It would be a logistical, technical and security nightmare to change venues at such (comparatively) short notice, now some fifty days out, and as various bemused media outlets have itemized, the litany of potential snags is a mile high (weather, crowd control, transportation of delegates, ticketing).

But the potential payoff of such a stunt—an enormous, rabid crowd in a critical swing state with shots of a sunset over the Rockies—may be too big to ignore for a campaign that has perpetually set its sights on the political stratosphere.

The move isn’t entirely without precedent. In 1960, JFK moved his speech from the Los Angeles Memorial Sports Arena to the Memorial Coliseum, the 90,000-seat monstrosity variously home to the 1932 and 1984 Olympics, LA Rams, Dodgers, USC Trojans, UCLA Bruins and every TV commercial requiring a stadium.
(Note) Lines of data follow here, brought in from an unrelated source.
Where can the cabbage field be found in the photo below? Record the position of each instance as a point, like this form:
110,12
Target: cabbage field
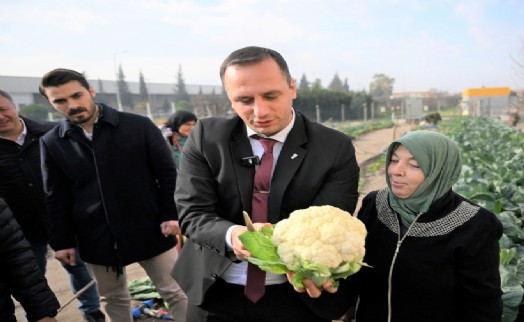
493,177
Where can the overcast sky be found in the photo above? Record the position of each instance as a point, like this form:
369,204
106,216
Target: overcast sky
422,44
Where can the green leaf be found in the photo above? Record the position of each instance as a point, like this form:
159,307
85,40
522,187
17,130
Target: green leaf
259,244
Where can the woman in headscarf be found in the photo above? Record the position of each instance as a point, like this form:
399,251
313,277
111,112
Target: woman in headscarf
181,123
434,255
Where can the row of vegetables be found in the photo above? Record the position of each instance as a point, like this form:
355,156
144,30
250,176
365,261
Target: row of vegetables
493,177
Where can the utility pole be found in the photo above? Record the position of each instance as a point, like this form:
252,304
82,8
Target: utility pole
118,97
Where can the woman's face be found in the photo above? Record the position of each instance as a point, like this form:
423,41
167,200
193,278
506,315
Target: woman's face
404,173
186,128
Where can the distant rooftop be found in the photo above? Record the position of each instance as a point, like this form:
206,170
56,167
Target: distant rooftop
22,85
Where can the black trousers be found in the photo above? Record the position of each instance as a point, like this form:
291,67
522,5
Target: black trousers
226,302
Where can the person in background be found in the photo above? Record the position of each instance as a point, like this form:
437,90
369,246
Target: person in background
312,165
109,179
20,275
21,187
181,123
434,255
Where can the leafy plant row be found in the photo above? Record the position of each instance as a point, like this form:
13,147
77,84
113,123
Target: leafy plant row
493,177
As a graduate of USC, I don’t mind saying that JFK’s move was an easier and choosier one. The Sports Arena is and has always been a loathsome place, full of dank recesses, sickening lighting and putrid, technicolored chairs that belie LA’s reputation for glitz and glamour. The background of the Coliseum, with its vaulted archways and lit Olympic torch, fit the bill for the Camelot ticket far better than rats and rainbow-nasty seats. No doubt the ease of the switch, understanding that Sports Arena and Coliseum are a two-minute walk apart, separated by a single street and served by the same parking lots, played a big part in the decision.

Denver in ’08 is a different story. The Pepsi Center—thankfully sans rats—and parking areas surrounding the arena have already been planned to the square foot for the news hordes descending upon the city. Invesco is close, but it isn’t that close, and few if any media outlets would be keen to build another set of staging areas and retrofitted skyboxes to cover what is the single most important event of the convention.

But for a campaign that’s showed its willingness to take a short-term hit for a long-term reward, including Obama’s recent decision to forego general election public financing that opened him up to flip-flop/conventional politics attacks but allows vast sums to be raised before November, this kind of grand, utterly improbable display of presentational might on the much-publicized 45th anniversary of Martin Luther King’s “I Have A Dream” speech is just the kind of knockout blow his faithful would love to see dull the start of the GOP rally in St. Paul the next week.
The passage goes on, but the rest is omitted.